Sistem Pendidikan Islam dalam Khilafah akan memperkokoh mental generasi. Kurikulum pendidikan dibentuk berasaskan pada akidah Islam. Hal ini bertujuan untuk membentuk kepribadian Islam sehingga generasi memiliki mental yang kuat dan tidak lari ketika diuji oleh beragam masalah. Generasi juga akan dibina dengan baik oleh guru dan di bersamai dalam menyelesaikan masalahnya, sebagaimana Rasulullah ﷺ membina para sahabat. Mereka juga akan dididik dan dibentuk sebagai “problem solver” agar dapat mencari solusi terkait masalahnya sendiri ataupun masalah umat. Karena itu, tidak akan pernah terpikirkan sedikit pun bagi mereka untuk melarikan diri dan kenyataan dan permasalahannya.


Khilafah juga akan meminimalisir faktor-faktor eksternal penyebab stres seperti masalah ekonomi, konflik sosial, dan lain-lain. Dalam aspek ekonomi, Negara menjamin pemenuhan kebutuhan pokok rakyat dengan cara menciptakan iklim kondusif untuk mencari nafkah dan mencukupi kebutuhan pokok rakyatnya. Tidak hanya itu, dalam aspek sosial, Negara akan menciptakan iklim pergaulan yang aman dari segala kemaksiatan sehingga toxic relationship, kerusakan tatanan keluarga, perselingkuhan, kekerasan seksual, bullying, dan penyebab stres yang lain dapat dicegah. Rehabilitasi medis dan nonmedis terhadap orang-orang yang mengalami gangguan mental juga akan dilakukan dengan pembiayaan penuh oleh Negara. Dalam aspek hukum, Negara akan membuat produk hukum yang mencegah terjadinya kejahatan serta memberikan sanksi tegas terhadap para pelaku kejahatan, misalnya hukum rajam, agar tidak menyebabkan korban mengalami gangguan mental.
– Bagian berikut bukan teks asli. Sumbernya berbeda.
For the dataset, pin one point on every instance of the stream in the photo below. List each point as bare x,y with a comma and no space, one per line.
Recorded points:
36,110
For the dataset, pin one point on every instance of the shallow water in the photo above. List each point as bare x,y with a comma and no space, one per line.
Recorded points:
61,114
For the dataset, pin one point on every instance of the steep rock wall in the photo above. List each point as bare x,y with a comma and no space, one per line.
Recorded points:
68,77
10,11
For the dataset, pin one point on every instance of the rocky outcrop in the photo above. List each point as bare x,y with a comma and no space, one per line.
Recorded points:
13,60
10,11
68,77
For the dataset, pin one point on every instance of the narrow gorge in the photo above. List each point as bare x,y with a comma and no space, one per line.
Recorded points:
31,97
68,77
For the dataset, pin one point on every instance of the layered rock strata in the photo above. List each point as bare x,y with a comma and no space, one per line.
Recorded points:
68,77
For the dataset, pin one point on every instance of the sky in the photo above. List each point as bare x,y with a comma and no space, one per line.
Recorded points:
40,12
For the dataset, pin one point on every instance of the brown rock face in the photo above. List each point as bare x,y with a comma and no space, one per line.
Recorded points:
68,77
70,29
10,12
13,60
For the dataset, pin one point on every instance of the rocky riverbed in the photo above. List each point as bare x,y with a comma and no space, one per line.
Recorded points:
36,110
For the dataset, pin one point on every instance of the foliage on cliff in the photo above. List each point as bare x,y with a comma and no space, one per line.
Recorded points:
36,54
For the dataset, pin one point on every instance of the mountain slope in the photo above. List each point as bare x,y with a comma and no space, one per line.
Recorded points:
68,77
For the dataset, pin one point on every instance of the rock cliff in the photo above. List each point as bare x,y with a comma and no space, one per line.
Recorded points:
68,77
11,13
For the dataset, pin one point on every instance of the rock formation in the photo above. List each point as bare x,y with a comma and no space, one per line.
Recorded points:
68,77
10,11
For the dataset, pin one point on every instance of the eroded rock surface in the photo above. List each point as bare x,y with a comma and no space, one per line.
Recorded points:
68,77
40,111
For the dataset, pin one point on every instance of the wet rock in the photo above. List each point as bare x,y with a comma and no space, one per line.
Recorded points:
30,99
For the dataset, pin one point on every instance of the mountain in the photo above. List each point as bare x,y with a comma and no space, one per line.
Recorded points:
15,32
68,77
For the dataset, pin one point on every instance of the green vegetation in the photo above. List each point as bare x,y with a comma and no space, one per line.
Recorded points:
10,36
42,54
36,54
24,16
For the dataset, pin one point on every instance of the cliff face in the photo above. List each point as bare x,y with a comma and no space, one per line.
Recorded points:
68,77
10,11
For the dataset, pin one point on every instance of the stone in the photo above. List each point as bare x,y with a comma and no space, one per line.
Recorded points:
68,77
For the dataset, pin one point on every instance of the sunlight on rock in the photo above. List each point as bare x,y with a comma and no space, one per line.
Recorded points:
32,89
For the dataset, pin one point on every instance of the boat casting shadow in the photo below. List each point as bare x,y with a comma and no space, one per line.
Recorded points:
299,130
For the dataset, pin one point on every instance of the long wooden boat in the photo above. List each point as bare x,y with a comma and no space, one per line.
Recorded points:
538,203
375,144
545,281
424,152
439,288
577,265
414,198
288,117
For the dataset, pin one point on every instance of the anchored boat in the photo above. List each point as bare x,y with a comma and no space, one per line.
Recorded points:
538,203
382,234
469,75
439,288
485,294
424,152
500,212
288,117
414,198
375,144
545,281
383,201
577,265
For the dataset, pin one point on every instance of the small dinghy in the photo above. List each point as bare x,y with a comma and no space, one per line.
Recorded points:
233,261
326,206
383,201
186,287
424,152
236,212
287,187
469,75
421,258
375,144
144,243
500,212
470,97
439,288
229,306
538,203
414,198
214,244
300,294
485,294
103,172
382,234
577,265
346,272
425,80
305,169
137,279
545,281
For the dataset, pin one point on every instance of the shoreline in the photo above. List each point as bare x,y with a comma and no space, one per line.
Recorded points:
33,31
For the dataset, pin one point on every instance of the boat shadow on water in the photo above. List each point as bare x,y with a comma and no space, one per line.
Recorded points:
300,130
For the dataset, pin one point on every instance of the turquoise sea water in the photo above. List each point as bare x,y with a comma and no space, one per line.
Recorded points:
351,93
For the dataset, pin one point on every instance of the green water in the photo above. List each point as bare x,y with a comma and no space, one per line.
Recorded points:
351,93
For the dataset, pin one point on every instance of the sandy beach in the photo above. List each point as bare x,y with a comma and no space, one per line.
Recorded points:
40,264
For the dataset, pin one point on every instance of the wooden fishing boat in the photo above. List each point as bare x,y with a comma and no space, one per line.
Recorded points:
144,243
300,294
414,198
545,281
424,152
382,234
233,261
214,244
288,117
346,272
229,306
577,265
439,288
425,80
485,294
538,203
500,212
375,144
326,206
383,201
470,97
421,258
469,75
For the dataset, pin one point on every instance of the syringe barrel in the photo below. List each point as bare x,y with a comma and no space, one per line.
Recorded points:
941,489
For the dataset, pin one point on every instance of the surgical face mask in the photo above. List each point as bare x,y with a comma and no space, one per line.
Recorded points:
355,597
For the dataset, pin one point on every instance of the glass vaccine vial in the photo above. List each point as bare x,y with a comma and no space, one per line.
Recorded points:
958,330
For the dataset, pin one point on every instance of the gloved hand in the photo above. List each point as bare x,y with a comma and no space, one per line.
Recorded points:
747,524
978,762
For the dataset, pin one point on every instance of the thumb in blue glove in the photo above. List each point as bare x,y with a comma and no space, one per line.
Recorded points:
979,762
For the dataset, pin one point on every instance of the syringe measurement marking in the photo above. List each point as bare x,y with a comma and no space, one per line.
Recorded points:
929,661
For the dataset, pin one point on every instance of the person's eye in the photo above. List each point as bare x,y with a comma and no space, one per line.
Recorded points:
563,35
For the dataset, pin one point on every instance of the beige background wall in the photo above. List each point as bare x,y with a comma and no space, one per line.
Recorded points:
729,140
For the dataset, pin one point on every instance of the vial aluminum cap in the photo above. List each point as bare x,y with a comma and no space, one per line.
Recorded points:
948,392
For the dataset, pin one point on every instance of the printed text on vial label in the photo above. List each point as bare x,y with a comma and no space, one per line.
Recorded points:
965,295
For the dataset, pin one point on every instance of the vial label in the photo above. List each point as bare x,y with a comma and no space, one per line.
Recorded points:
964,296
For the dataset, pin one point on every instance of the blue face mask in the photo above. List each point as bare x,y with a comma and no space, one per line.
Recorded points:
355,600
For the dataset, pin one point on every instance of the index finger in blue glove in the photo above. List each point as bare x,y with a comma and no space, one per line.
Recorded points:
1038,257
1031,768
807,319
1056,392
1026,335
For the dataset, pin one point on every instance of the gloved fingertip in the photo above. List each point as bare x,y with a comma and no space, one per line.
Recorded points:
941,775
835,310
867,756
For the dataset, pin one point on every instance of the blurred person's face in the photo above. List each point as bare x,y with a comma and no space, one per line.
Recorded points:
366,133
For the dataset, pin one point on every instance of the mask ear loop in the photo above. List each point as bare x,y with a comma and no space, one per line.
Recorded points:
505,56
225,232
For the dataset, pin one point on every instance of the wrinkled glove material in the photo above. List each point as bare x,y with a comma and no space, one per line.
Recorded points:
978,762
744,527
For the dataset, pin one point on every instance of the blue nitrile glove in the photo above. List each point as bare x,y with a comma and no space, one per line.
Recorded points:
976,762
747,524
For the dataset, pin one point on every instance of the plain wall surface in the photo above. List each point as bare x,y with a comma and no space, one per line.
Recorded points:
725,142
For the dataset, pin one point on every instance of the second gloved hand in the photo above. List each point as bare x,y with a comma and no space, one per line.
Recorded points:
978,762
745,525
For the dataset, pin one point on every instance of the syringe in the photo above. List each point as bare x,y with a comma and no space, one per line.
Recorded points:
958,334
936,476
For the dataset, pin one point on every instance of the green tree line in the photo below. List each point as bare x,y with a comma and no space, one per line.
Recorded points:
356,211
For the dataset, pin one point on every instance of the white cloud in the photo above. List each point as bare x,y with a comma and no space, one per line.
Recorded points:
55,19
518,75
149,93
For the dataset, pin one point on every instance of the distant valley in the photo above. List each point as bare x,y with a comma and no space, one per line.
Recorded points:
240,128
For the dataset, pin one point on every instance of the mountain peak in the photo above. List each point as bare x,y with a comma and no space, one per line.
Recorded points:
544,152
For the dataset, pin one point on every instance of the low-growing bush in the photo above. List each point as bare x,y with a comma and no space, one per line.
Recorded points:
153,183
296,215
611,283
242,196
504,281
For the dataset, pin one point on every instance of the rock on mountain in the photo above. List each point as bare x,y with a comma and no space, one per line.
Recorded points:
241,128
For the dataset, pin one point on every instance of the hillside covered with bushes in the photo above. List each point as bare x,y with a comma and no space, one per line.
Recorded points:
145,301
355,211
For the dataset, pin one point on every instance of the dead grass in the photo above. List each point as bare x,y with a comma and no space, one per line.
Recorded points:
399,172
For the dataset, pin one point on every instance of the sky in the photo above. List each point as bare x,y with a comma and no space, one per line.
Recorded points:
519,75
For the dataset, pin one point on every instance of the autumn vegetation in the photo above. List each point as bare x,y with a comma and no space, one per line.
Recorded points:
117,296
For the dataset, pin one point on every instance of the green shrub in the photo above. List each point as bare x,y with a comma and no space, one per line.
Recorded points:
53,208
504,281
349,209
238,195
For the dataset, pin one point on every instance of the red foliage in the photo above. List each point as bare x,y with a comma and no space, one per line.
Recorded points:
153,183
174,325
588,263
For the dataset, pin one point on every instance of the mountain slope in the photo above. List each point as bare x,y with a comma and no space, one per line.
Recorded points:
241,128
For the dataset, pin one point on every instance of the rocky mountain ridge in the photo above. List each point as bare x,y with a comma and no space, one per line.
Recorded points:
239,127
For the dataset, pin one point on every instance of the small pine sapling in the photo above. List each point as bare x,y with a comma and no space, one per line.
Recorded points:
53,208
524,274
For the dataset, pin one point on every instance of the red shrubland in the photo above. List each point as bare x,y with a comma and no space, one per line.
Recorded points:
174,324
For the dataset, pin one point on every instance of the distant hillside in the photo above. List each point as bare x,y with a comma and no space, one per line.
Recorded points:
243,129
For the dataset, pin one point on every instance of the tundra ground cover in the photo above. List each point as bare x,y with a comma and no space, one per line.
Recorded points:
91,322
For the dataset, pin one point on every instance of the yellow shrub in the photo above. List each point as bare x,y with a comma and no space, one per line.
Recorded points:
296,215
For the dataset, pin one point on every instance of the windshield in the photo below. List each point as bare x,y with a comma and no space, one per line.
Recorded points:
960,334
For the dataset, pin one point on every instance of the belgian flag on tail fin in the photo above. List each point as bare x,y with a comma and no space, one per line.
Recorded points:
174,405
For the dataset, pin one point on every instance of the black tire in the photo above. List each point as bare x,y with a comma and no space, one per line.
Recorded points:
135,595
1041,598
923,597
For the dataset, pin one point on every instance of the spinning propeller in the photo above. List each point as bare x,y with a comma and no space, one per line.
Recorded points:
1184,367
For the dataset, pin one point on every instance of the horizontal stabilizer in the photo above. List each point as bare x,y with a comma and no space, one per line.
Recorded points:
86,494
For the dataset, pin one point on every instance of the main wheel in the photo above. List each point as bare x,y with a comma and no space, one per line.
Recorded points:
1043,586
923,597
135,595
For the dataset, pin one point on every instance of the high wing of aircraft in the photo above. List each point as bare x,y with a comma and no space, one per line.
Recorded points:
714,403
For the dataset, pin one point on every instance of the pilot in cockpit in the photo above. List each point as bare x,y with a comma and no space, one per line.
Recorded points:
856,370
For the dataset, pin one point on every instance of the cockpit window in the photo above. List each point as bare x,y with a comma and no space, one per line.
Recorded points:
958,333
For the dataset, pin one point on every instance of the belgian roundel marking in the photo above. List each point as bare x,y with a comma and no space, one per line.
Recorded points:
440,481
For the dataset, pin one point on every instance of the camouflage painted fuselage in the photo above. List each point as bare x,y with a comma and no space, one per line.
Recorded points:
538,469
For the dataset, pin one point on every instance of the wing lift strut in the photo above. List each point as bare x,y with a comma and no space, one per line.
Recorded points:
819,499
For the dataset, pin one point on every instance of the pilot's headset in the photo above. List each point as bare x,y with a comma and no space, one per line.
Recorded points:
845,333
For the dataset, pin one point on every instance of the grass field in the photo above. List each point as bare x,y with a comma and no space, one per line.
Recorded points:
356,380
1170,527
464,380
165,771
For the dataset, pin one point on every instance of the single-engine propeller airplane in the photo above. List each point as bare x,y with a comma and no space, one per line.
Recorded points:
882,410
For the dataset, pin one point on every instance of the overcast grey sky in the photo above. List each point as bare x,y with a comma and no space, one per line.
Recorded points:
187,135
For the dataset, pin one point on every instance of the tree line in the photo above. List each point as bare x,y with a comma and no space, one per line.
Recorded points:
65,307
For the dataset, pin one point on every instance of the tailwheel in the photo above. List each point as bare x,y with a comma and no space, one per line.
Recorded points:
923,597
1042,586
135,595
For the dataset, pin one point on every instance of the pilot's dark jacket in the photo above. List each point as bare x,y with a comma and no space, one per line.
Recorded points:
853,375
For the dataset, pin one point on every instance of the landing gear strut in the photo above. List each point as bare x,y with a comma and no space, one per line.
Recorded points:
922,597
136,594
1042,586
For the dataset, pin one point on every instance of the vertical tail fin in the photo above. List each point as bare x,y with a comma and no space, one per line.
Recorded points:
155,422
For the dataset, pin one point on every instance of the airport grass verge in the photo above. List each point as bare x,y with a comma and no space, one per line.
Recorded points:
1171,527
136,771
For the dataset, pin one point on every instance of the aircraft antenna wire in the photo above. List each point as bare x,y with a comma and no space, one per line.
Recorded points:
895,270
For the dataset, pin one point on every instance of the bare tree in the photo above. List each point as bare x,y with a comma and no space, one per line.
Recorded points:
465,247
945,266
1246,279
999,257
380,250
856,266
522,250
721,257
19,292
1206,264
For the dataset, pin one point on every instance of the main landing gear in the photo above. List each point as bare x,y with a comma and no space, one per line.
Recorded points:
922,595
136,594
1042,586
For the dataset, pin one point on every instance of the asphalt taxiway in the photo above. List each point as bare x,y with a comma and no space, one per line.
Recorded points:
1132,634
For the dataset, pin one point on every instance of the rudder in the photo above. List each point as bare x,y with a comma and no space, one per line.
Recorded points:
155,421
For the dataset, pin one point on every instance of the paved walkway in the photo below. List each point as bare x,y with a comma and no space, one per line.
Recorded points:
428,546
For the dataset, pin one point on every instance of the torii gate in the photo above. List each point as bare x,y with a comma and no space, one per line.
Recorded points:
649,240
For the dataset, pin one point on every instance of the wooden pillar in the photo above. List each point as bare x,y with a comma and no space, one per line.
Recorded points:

Begitupun dalam aspek Informasi, Negara juga akan mengatur arus informasi dan membatasi konten-konten yang dapat menyebabkan stres seperti flexing atau konten-konten “gila” yang tidak masuk akal.


Jika solusi-solusi tersebut diterapkan, maka sangat memungkinkan faktor-faktor penyebab stres akan tiada, angka stres menurun drastis, dan masyarakat tidak akan lari dari masalahnya, melainkan menghadapi segala permasalahan tersebut dengan mentalnya yang tangguh.